Dave1234 Show full post »
Dave1234
I just wanted to thank everyone again for their support.  We made the decision to put her to sleep last Friday.  Although we knew the end was near because she kept losing weight, she continued to be affectionate and eat a little each day.  Last Friday, however, she fell over and could not stand up on her own.  We knew that it was time and that her quality of life would be terrible from that point.  

I know it was the right decision, but I am kind of numb right now.  I can't seem to feel the pain I was expecting to have --the pain that I had before she died.  I am really confused about my feelings.  I think I am just blocking them out because it would be too painful to feel them.  I also can't get rid of the feeling that she may be suffering because I obviously can not know.
Quote 0 0
heartsick
I am so very sorry for the loss of your sweet baby.
It is very normal to feel numb and as if everything is surreal
immediately after a loss. I think it is the way our brains protect us
from the pain for a bit until it comes. It takes a bit (about 4 -6 weeks)
for our brains and our hearts to meet in the same place.
Grief is the worst pain there is and each new grief brings up every other
loss one has ever experienced in life so it is as if we are going through
one big loss. We are all here for you and we all understand.
Feel free to please come back and tell us whatever you
wish about your life with your sweet girl so we can get to know her through you.

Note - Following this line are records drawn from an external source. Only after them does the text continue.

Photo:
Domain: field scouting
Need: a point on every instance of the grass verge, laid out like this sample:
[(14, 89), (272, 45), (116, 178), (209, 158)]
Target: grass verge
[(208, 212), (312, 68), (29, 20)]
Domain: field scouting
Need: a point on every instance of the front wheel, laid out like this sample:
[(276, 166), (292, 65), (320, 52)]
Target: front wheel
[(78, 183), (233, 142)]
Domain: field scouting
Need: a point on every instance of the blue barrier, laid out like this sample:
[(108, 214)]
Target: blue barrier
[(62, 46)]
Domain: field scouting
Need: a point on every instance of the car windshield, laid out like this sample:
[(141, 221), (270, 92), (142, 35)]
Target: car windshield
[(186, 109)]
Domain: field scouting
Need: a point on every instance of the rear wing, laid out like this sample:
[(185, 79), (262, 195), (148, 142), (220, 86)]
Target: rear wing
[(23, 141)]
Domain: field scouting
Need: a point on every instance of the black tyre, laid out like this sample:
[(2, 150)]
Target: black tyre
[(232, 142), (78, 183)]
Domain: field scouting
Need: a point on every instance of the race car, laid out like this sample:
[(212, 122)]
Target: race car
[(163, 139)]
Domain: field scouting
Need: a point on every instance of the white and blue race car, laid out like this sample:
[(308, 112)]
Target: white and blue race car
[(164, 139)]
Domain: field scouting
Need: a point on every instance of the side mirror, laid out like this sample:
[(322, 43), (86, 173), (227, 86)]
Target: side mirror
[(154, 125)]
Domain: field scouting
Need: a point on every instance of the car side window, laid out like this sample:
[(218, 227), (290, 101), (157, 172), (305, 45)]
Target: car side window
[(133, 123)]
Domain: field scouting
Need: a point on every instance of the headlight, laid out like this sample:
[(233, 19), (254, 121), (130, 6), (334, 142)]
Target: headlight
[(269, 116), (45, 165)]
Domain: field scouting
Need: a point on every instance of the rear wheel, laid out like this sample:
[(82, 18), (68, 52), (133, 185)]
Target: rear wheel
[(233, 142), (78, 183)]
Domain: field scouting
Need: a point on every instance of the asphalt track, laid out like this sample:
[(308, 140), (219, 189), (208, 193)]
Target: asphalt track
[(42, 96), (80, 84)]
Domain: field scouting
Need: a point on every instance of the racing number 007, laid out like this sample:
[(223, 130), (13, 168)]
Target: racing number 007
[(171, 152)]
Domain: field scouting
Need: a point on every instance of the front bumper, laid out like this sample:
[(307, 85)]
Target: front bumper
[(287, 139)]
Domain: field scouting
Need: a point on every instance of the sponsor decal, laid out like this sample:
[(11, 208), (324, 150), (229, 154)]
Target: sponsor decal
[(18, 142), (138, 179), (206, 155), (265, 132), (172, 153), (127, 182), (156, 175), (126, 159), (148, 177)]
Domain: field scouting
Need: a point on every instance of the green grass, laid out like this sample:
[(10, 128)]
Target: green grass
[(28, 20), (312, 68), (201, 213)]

We will all be here for you.
Susan(heartsick)
Quote 0 0
MuffinMommy
I had a similar situation with my dog and I can say that I know the decision you are facing.  I agree with Bailey's Mom - we are never ready to let them go (I certainly wasn't).  I also spoiled Muffin in the last few days, let him have treats (even that ones that weren't good for him) and held and loved him as much as I could.  He went peacefully in my arms and I believe that he was ready to go.  I set up a residency for him and that helps me some.  I also had him cremated and got the ashes back.  I may plant a rosebush in memory of him.  My heart is with you.
MuffinMommy
Quote 0 0
MuffinMommy
My heart goes out to you.  I am certain that our beloved babies are in a better place waiting for us to join them.  It has been 4 weeks and sometimes I feel like myself but other times I cry or feel sad.  I think some of the light left my life when Muffin did.  I do believe that the pain will lessen and the sadness will diminish.  The love and the memories will not.